Question

Let\({{\rm{X}}_{\rm{1}}}{\rm{,}}{{\rm{X}}_{\rm{2}}}{\rm{, \ldots ,}}{{\rm{X}}_{\rm{n}}}\)represent a random sample from a Rayleigh distribution with pdf

\({\rm{f(x,\theta ) = }}\frac{{\rm{x}}}{{\rm{\theta }}}{{\rm{e}}^{{\rm{ - }}{{\rm{x}}^{\rm{2}}}{\rm{/(2\theta )}}}}\quad {\rm{x > 0}}\)a. It can be shown that\({\rm{E}}\left( {{{\rm{X}}^{\rm{2}}}} \right){\rm{ = 2\theta }}\).
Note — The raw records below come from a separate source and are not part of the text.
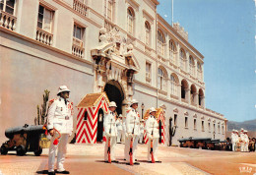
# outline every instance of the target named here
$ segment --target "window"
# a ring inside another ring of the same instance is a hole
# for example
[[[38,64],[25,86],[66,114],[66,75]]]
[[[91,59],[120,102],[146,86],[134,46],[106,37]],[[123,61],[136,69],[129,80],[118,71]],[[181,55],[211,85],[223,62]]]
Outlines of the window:
[[[151,25],[149,22],[145,22],[145,30],[146,30],[146,44],[151,45]]]
[[[170,75],[170,94],[177,96],[177,83],[173,75]]]
[[[164,35],[158,30],[158,52],[160,56],[164,56]]]
[[[185,128],[188,128],[187,117],[185,117]]]
[[[174,126],[177,126],[177,114],[174,114]]]
[[[84,120],[87,120],[87,118],[88,118],[88,112],[86,111],[84,115]]]
[[[82,28],[74,25],[74,30],[73,30],[73,36],[76,37],[77,39],[82,40],[83,33],[82,33]]]
[[[186,59],[186,56],[185,56],[185,52],[183,49],[180,49],[179,51],[179,66],[180,66],[180,69],[181,70],[185,70],[185,59]]]
[[[195,62],[192,56],[189,56],[189,73],[191,76],[195,76]]]
[[[113,19],[113,1],[112,0],[104,0],[104,17],[112,21]]]
[[[197,62],[197,78],[202,80],[202,66],[199,62]]]
[[[176,47],[172,40],[169,40],[169,59],[172,64],[176,64],[176,58],[175,58],[175,51]]]
[[[130,34],[134,34],[134,11],[132,8],[127,9],[127,28]]]
[[[51,32],[52,19],[53,19],[53,12],[39,5],[37,28],[47,32]]]
[[[166,90],[166,74],[161,68],[159,68],[159,88]]]
[[[15,14],[15,0],[0,0],[0,10],[14,15]]]
[[[151,63],[146,62],[146,82],[151,83]]]

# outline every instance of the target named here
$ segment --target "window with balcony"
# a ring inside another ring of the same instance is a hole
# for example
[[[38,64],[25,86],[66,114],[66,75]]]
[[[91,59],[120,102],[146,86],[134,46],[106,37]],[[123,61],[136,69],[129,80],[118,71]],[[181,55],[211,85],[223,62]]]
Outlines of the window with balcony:
[[[161,31],[158,30],[158,53],[164,57],[164,44],[165,44],[165,39],[164,35],[162,34]]]
[[[109,21],[113,21],[113,0],[104,0],[104,17]]]
[[[176,65],[176,46],[173,40],[169,40],[169,59],[170,62]]]
[[[205,131],[205,121],[202,121],[202,132]]]
[[[84,57],[84,32],[85,29],[79,25],[74,25],[73,29],[73,44],[72,44],[72,54],[80,58]]]
[[[166,72],[163,70],[163,68],[159,68],[159,88],[166,91]]]
[[[146,62],[146,82],[151,83],[151,63]]]
[[[201,63],[197,62],[197,78],[198,80],[202,80],[202,66]]]
[[[179,67],[181,70],[185,70],[185,66],[186,66],[186,55],[185,55],[185,51],[183,49],[179,50]]]
[[[187,121],[187,117],[185,117],[185,128],[188,128],[188,121]]]
[[[170,94],[173,97],[177,97],[178,96],[178,80],[177,80],[177,76],[175,74],[171,74],[170,75]]]
[[[145,43],[147,46],[151,46],[151,25],[149,22],[145,22],[145,31],[146,31]]]
[[[132,8],[127,9],[127,28],[130,34],[134,34],[135,13]]]
[[[0,0],[0,27],[11,30],[16,29],[15,0]]]
[[[195,76],[195,62],[192,56],[189,56],[189,73],[191,76]]]
[[[35,39],[47,45],[52,45],[53,14],[53,11],[39,5]]]

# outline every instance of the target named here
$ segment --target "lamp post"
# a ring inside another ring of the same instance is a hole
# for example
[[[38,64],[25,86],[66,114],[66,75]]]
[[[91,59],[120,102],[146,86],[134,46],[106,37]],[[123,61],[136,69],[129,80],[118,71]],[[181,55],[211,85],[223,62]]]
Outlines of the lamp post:
[[[144,111],[144,108],[145,108],[145,105],[144,105],[143,102],[142,102],[141,108],[142,108],[142,119],[143,119],[143,111]]]

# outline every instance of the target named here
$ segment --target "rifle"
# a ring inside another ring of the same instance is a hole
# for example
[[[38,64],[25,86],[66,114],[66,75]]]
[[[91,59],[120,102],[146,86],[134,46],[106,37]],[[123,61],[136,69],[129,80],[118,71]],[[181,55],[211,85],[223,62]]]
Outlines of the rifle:
[[[111,135],[111,127],[112,127],[112,119],[110,123],[110,129],[109,129],[109,134]],[[108,145],[107,145],[107,155],[108,155],[108,163],[111,163],[111,154],[110,154],[110,139],[111,137],[108,138]]]
[[[155,125],[155,122],[153,124],[153,130],[152,130],[152,139],[151,139],[151,161],[152,163],[155,163],[155,158],[154,158],[154,153],[153,153],[153,131],[154,131],[154,125]]]
[[[133,127],[133,132],[132,132],[133,137],[134,137],[135,119],[134,119],[134,127]],[[130,151],[129,151],[129,154],[130,154],[130,165],[133,165],[133,137],[131,138]]]

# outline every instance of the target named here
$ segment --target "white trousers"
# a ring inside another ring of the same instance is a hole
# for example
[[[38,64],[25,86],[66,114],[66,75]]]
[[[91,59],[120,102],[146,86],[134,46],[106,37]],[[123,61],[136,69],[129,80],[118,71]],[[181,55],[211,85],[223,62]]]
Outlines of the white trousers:
[[[59,139],[59,144],[57,146],[53,145],[53,141],[56,139],[56,135],[50,140],[50,147],[49,147],[49,157],[48,157],[48,171],[54,171],[54,163],[55,163],[55,152],[58,148],[57,153],[57,171],[64,171],[64,160],[67,152],[67,144],[69,139],[69,134],[61,134]]]
[[[153,138],[153,155],[155,161],[159,161],[157,151],[159,146],[159,138]],[[151,140],[148,141],[148,161],[152,161],[152,155],[151,155]]]
[[[236,150],[236,143],[232,143],[232,151]]]
[[[117,143],[121,143],[122,130],[117,130]]]
[[[245,151],[245,143],[241,143],[241,152]]]
[[[131,139],[133,138],[133,162],[135,162],[136,159],[136,152],[137,152],[137,148],[138,148],[138,142],[139,142],[139,136],[138,135],[134,135],[134,137],[132,136],[128,136],[125,142],[125,159],[128,163],[130,163],[130,144],[131,144]]]
[[[142,142],[143,142],[143,133],[141,133],[141,135],[140,135],[140,140],[139,140],[139,143],[140,143],[140,144],[142,144]]]
[[[244,144],[244,151],[245,152],[248,152],[249,151],[249,143],[246,143],[246,144]]]
[[[108,161],[108,154],[107,154],[107,149],[108,149],[108,142],[109,142],[109,137],[105,137],[106,142],[105,142],[105,148],[104,148],[104,161]],[[115,146],[116,146],[116,137],[110,137],[110,158],[111,160],[115,160]]]

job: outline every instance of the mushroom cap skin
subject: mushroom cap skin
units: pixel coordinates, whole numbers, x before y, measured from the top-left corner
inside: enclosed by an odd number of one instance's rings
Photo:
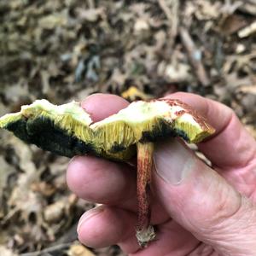
[[[116,160],[135,155],[137,143],[174,136],[199,143],[215,131],[187,104],[164,98],[134,102],[96,123],[79,102],[56,106],[37,100],[0,118],[0,128],[60,155],[92,154]]]

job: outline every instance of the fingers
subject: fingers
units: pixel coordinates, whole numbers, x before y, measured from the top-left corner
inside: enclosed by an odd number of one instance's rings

Use this fact to construct an unbiased estimator of\({\rm{\theta }}\)based on\({\rm{\Sigma X}}_{\rm{i}}^{\rm{2}}\)(and use rules of expected value to show that it is unbiased).

b. Estimate\({\rm{\theta }}\)from the following\({\rm{n = 10}}\)observations on vibratory stress of a turbine blade under specified conditions:

\(\begin{array}{*{20}{l}}{{\rm{16}}{\rm{.88}}}&{{\rm{10}}{\rm{.23}}}&{{\rm{4}}{\rm{.59}}}&{{\rm{6}}{\rm{.66}}}&{{\rm{13}}{\rm{.68}}}\\{{\rm{14}}{\rm{.23}}}&{{\rm{19}}{\rm{.87}}}&{{\rm{9}}{\rm{.40}}}&{{\rm{6}}{\rm{.51}}}&{{\rm{10}}{\rm{.95}}}\end{array}\)

Short answer

a) The estimator is unbiased estimator\(\frac{{\sum {{\rm{X}}_{\rm{i}}^{\rm{2}}} }}{{{\rm{2n}}}}\).

b) The estimated value is\({\rm{\hat \theta = 74}}{\rm{.505}}\).

Step-by-step solution

Definition

An estimator is a rule for computing an estimate of a given quantity based on observable data: the rule (estimator), the quantity of interest (estimate), and the output (estimate) are all distinct.

Proofing estimator unbiased

a)

This part is practically solved-because of,

\({\rm{E}}\left( {{{\rm{X}}^{\rm{2}}}} \right){\rm{ = 2\theta }}\)

It is easy to notice that the unbiased estimator of parameter \(\theta \)is

\(\frac{{\sum {{\rm{X}}_{\rm{i}}^{\rm{2}}} }}{{{\rm{2n}}}}\)

The proof of this claim follows

\(\begin{aligned}E(\hat \theta ) &= E\left( {\frac{{\sum\limits_{{\rm{i = 1}}}^{\rm{n}} {{\rm{X}}_{\rm{i}}^{\rm{2}}} }}{{{\rm{2n}}}}} \right)\\ &= \frac{{\rm{1}}}{{{\rm{2n}}}}{\rm{E}}\left( {\sum\limits_{{\rm{i = 1}}}^{\rm{n}} {{\rm{X}}_{\rm{i}}^{\rm{2}}} } \right)\\ & = \frac{{\rm{1}}}{{{\rm{2n}}}}\sum\limits_{{\rm{i = 1}}}^{\rm{n}} {\rm{E}} \left( {{\rm{X}}_{\rm{i}}^{\rm{2}}} \right)\\&= \frac{{\rm{1}}}{{{\rm{2n}}}}\sum\limits_{{\rm{i = 1}}}^{\rm{n}} {\rm{2}} {\rm{\theta }}\\ &= \frac{{\rm{1}}}{{\rm{n}}}{\rm{ \times n \times \theta }}\\ &= \theta \end{aligned}\)

Which, proofs that the estimator is unbiased for\({\rm{\theta }}\).

Finding the value of \({\rm{\delta }}\)

b)

Given \({\rm{n = 10}}\)observations, the sum of squared data is:

\(\begin{aligned}\sum\limits_{{\rm{i = 1}}}^{{\rm{10}}} {{\rm{x}}_{\rm{i}}^{\rm{2}}} &= 16{\rm{.8}}{{\rm{8}}^{\rm{2}}}{\rm{ + 10}}{\rm{.2}}{{\rm{3}}^{\rm{2}}}{\rm{ + \ldots + 10}}{\rm{.9}}{{\rm{5}}^{\rm{2}}}\\ &= 1490{\rm{.1058}}\end{aligned}\)

Therefore, the estimate is\({\rm{\hat \theta = }}\frac{{\rm{1}}}{{{\rm{20}}}}{\rm{ \times 1490}}{\rm{.1058 = 74}}{\rm{.505}}\).